Johannesburg, 01 Oct 2015

Whether talking traditional big stack business intelligence (BI) solutions or new visual analytics tools, it's an unfortunate fact that enterprises still buy into the candy-coated vision of BI, without fully addressing the underlying factors that make BI successful, cost-effective and sustainable.

Many companies wrongly assume that in data, nothing changes.

Information management is a double-edged sword. Well architected, governed and sustainable BI will deliver the kind of data business needs to make strategic decisions. But BI projects built on ungoverned, unqualified data/information and undermined by 'rebel' or shadow BI will deliver skewed and inaccurate information. Any enterprise basing its decisions on bad information is making a costly mistake. Too many companies have been doing the latter, resulting in failed BI implementations and investment losses.

For more than a decade, I have been urging enterprises to formalise and architect their enterprise information management (EIM) competencies based on best-practice or industry standards, which follow an architected approach and are subjected to governance.

EIM is a complex environment that needs to be governed and which encompasses data warehousing, BI, traditional data management, enterprise information architecture, data integration, data quality management, master data management, data management life cycle, information life cycle management, records and content management, metadata management and security/privacy management.

Keeping up

Effective governance is an ongoing challenge, particularly in an environment in which business must move at an increasingly rapid pace where information changes all the time.

For example, to tackle the governance issue in context of data quality starts with the matching and merging of historical data to ensure design and storage conventions are aligned and all data is accurate, but according to set rules and standards.

It is not just a matter of plugging in a BI solution that would give the results. It may require up to a year of careful design and architecture to integrate data from various departments and sources in order to feed the BI system. The conventions across departments within a single organisation are often dissimilar, and all data has to be integrated and qualified. Even data as apparently straightforward as a customer's ID number may be incorrect - with digits transposed, coded differently between source systems, or missing - so the company must decide which data source or integration rule to trust in order to ensure data warehouses are compliant with quality rules. Data warehouses must also be compliant with legislation standards needed to build the foundation of the 360-degree view of the customer that executive management aspires to. But, integrating the data and addressing data quality is only one area where effective governance must be applied.

Many companies wrongly assume that in data, nothing changes. But, in reality, the company must cater for constant change. For example, when reporting in a bank, customer records can be dramatically incorrect if the data fails to reflect that certain customers have moved to new cities, or that bank branch hierarchies have changed. Therefore, linking and change tracking is crucial in ensuring data integrity and accurate current and historic reporting.

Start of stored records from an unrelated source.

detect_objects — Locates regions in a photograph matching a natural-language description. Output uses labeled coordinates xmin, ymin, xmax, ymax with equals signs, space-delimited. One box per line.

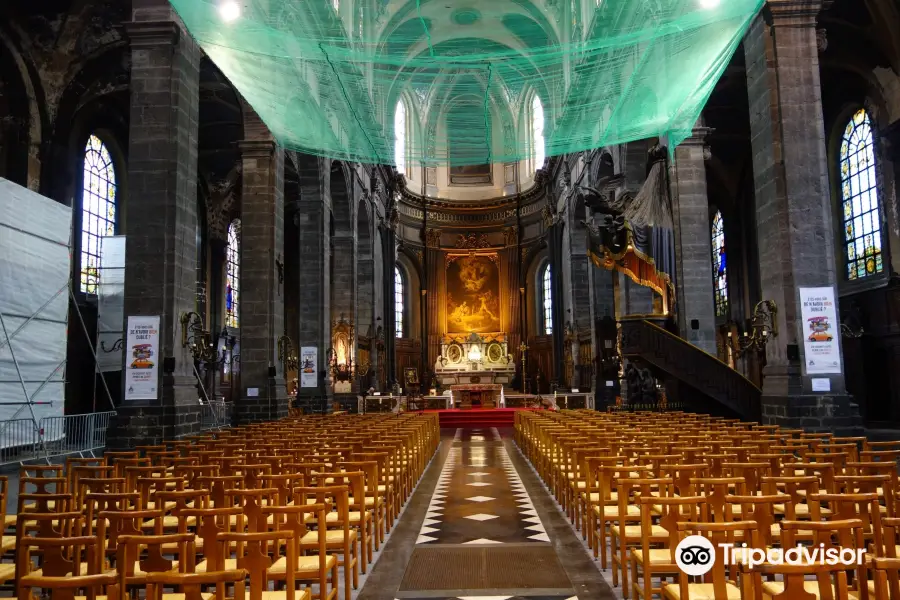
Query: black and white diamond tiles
xmin=416 ymin=429 xmax=549 ymax=545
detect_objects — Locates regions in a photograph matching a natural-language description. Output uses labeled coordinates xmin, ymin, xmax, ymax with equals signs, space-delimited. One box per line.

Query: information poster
xmin=799 ymin=287 xmax=841 ymax=375
xmin=124 ymin=316 xmax=160 ymax=400
xmin=300 ymin=346 xmax=318 ymax=388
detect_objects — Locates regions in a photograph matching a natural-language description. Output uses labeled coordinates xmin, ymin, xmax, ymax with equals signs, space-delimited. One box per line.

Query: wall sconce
xmin=729 ymin=300 xmax=777 ymax=359
xmin=277 ymin=336 xmax=299 ymax=373
xmin=180 ymin=311 xmax=217 ymax=362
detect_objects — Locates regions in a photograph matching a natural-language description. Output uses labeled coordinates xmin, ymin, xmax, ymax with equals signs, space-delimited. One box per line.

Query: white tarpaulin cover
xmin=0 ymin=178 xmax=71 ymax=448
xmin=97 ymin=236 xmax=125 ymax=373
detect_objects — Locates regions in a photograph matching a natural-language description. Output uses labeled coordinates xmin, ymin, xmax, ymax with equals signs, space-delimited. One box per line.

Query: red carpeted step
xmin=411 ymin=407 xmax=539 ymax=429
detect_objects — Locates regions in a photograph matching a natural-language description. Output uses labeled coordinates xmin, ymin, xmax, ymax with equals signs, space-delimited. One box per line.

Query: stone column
xmin=502 ymin=226 xmax=522 ymax=384
xmin=380 ymin=216 xmax=397 ymax=386
xmin=108 ymin=6 xmax=201 ymax=447
xmin=670 ymin=123 xmax=717 ymax=355
xmin=236 ymin=111 xmax=286 ymax=423
xmin=295 ymin=157 xmax=331 ymax=411
xmin=744 ymin=0 xmax=859 ymax=431
xmin=548 ymin=219 xmax=566 ymax=387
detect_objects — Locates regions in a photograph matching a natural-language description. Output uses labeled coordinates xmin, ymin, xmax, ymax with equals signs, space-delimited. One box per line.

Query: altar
xmin=451 ymin=384 xmax=501 ymax=409
xmin=434 ymin=333 xmax=516 ymax=387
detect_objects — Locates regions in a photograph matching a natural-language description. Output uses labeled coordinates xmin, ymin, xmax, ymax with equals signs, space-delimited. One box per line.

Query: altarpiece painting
xmin=446 ymin=254 xmax=501 ymax=333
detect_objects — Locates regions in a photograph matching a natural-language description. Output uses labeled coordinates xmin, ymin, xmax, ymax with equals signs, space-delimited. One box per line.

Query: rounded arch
xmin=330 ymin=160 xmax=352 ymax=233
xmin=0 ymin=23 xmax=47 ymax=189
xmin=225 ymin=218 xmax=241 ymax=329
xmin=711 ymin=209 xmax=728 ymax=318
xmin=395 ymin=248 xmax=422 ymax=339
xmin=831 ymin=106 xmax=885 ymax=281
xmin=524 ymin=244 xmax=551 ymax=336
xmin=42 ymin=44 xmax=130 ymax=205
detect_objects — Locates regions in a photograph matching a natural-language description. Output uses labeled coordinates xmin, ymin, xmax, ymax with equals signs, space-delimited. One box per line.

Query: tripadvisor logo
xmin=675 ymin=536 xmax=865 ymax=576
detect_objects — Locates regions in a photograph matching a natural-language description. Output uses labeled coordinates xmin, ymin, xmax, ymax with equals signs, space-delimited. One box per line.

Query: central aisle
xmin=356 ymin=428 xmax=615 ymax=600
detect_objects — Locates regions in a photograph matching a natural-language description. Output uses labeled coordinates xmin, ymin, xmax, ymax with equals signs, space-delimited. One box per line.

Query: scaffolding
xmin=0 ymin=178 xmax=116 ymax=465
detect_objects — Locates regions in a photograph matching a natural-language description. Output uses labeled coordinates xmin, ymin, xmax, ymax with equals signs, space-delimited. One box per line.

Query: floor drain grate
xmin=399 ymin=546 xmax=571 ymax=591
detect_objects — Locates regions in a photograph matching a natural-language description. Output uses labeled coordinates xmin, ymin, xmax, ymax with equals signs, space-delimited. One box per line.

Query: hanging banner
xmin=124 ymin=316 xmax=161 ymax=401
xmin=300 ymin=346 xmax=317 ymax=388
xmin=799 ymin=287 xmax=841 ymax=375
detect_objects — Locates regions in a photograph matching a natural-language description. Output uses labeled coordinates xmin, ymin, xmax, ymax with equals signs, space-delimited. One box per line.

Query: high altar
xmin=435 ymin=333 xmax=515 ymax=407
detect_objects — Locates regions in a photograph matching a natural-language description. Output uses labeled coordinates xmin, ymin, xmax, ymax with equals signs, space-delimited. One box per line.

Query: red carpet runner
xmin=414 ymin=408 xmax=540 ymax=429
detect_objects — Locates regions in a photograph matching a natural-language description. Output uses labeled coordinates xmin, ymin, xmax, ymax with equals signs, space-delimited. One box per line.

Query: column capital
xmin=124 ymin=20 xmax=180 ymax=47
xmin=766 ymin=0 xmax=831 ymax=25
xmin=238 ymin=139 xmax=278 ymax=158
xmin=680 ymin=126 xmax=714 ymax=147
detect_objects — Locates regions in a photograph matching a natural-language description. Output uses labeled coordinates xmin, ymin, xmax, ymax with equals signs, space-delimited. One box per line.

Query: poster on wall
xmin=799 ymin=287 xmax=842 ymax=375
xmin=124 ymin=316 xmax=160 ymax=401
xmin=300 ymin=346 xmax=317 ymax=388
xmin=446 ymin=254 xmax=501 ymax=333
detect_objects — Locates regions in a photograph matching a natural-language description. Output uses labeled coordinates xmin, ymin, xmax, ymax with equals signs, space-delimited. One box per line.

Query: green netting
xmin=170 ymin=0 xmax=764 ymax=167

Automation can only take the company so far: it can automate to the nth degree, but it still requires data stewards to carry out certain manual verifications to ensure the data is correct and remains so. Companies need to know who is responsible and accountable for their data and be able to monitor and control the life cycle process from one end to the other. The goals are to eliminate multiple versions of the truth (results), have a trail back to sources and ensure only the trusted version of the truth is integrated into systems.

Rebel without a cause

Another challenge in the way of effective information management is the existence of 'rebel' or shadow data systems. In most companies, departments frustrated by slow delivery from IT or with unique data requirements start working in siloes, creating their own spreadsheets, duplicating data and processes, and not inputting all the data back into the central architecture.

This undermines effective data governance and results in huge overall costs for the company. Instead, all users should follow the correct processes and table their requirements, and the BI system should be architected to cater for these new requirements. It all needs to come through the central architecture. In this way, the entire ecosystem can be governed effectively and data/information can be delivered from one place, also making management thereof easier and more cost-effective.

The right information management processes also have to be put in place, and they must be sustainable. This is where many BI projects fail - a company builds a solution and it lasts only a year, because no supporting frameworks were put in place to make it sustainable. Companies need to take a standards-based, architected approach to ensure EIM and governance is sustained and perpetuated.

New BI solutions and best practice models emerge continually, but will not solve the business and operational problems if they are implemented in an ungoverned environment, much the way a beautiful luxury car may have all the features a driver needs, but unless the driver is disciplined, it will not perform as it should.